By: Megan Rose Dickey
The Sigma Eta Chapter of Delta Sigma Theta and the Samford Athletics Council for Equality (ACE) co-hosted a discussion event titled “Brain Dump” Wednesday, Nov. 4 via Zoom. This was an event convened to allow students to “air out” concerns, grievances and general frustrations with life in the midst of the pandemic and racial justice issues.
ACE was recently founded to spread awareness and advocacy for social justice around Samford’s campus.
“A place where student athletes can be heard and felt,” ACE Vice President Joshua Long said, when describing the group.
He described ACE as a way to check and balance their peers, professors, advisors, administrators and other faculty members.
Courtney Shields, a professional counselor, also joined the Zoom call. She is also an alumna of Alpha Kappa Alpha, another National Pan-Hellenic Sorority alongside Delta Sigma Theta. Shields works with adolescents, couples, and families.
Raven Omar, the president of the Sigma Eta Chapter on campus, led the discussion. She first asked about self-care.
“(Self-care is) a necessity and priority and a prerequisite for helping others,” Delta Sigma Theta member Chots Holifield said.
Then, the topic of social media was brought up and whether it is healthy or toxic.
“For some people, social media is a part of their identities,” ACE community engagement chair Chris Oladokun said.
Nelson Jordan, Samford’s Ransom U leader, discussed the toxicity of the prevalence of violence and seeing videos of fellow black men killed on social media.
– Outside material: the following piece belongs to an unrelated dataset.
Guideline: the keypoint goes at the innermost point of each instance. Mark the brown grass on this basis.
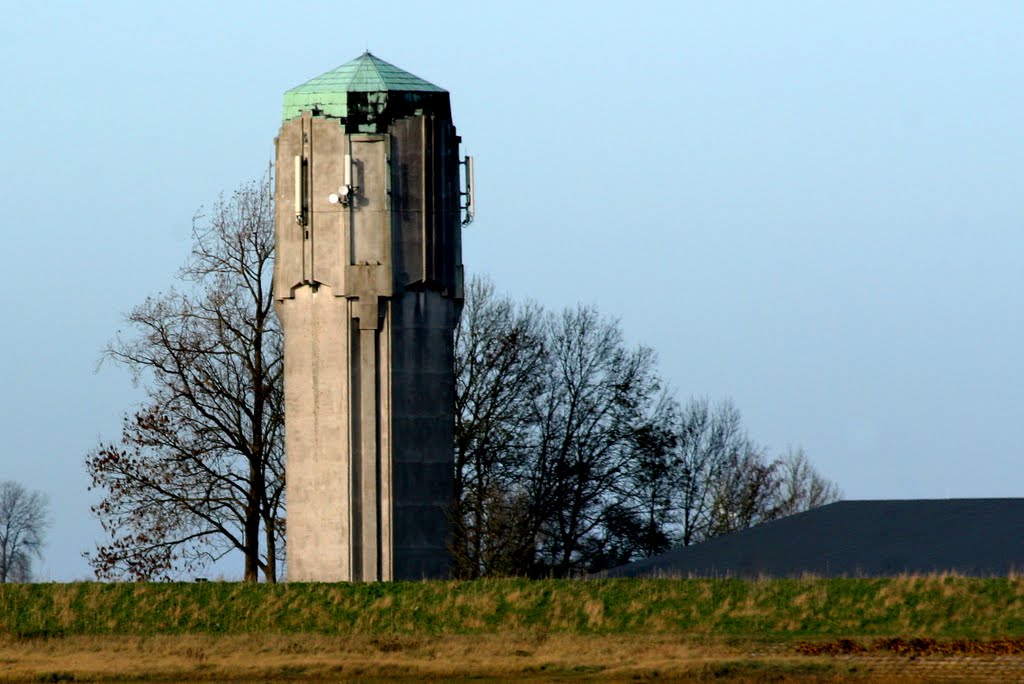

He discussed how “it is important to love your neighbor as yourself,” but social media is a hard way to do so.
From this conversation, the recent events concerning police brutality and racism were introduced to the discussion.
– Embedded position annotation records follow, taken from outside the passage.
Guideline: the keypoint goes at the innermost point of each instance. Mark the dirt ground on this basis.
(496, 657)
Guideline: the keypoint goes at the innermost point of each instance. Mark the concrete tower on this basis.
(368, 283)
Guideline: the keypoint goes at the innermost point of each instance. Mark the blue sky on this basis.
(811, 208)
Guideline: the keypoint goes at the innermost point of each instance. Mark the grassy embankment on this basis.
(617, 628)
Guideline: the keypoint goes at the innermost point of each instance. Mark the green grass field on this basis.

“One thing I have tried to focus on during these times is my empathy,” student Natalie Armstrong said.
ACE member Emmanuel Tait said, “living in this skin is exhausting,” when talking about his experiences as a black man living in a predominantly white area.
Shields talked about the difficulties of both the pandemic and prevalence of racial violence.
“The sooner that we accept the new normal and the realities of what is happening right now, the sooner we will be able to adjust,” Shields said.
However, she also emphasized how we must become comfortable with ourselves and not let others’ discomfort dictate our own behaviors. She added,
“Do not harbor other people’s discomfort,” Shields added.
Student Morayo Bhadmos agreed.
“I have become okay with making people uncomfortable and giving them the truth,” Bhadmos, a senior, said.
Shields also spoke to the importance of personal relationships during this difficult time.
“I focus on those personal relationships. Through individual relationships we can create change,” Shields said.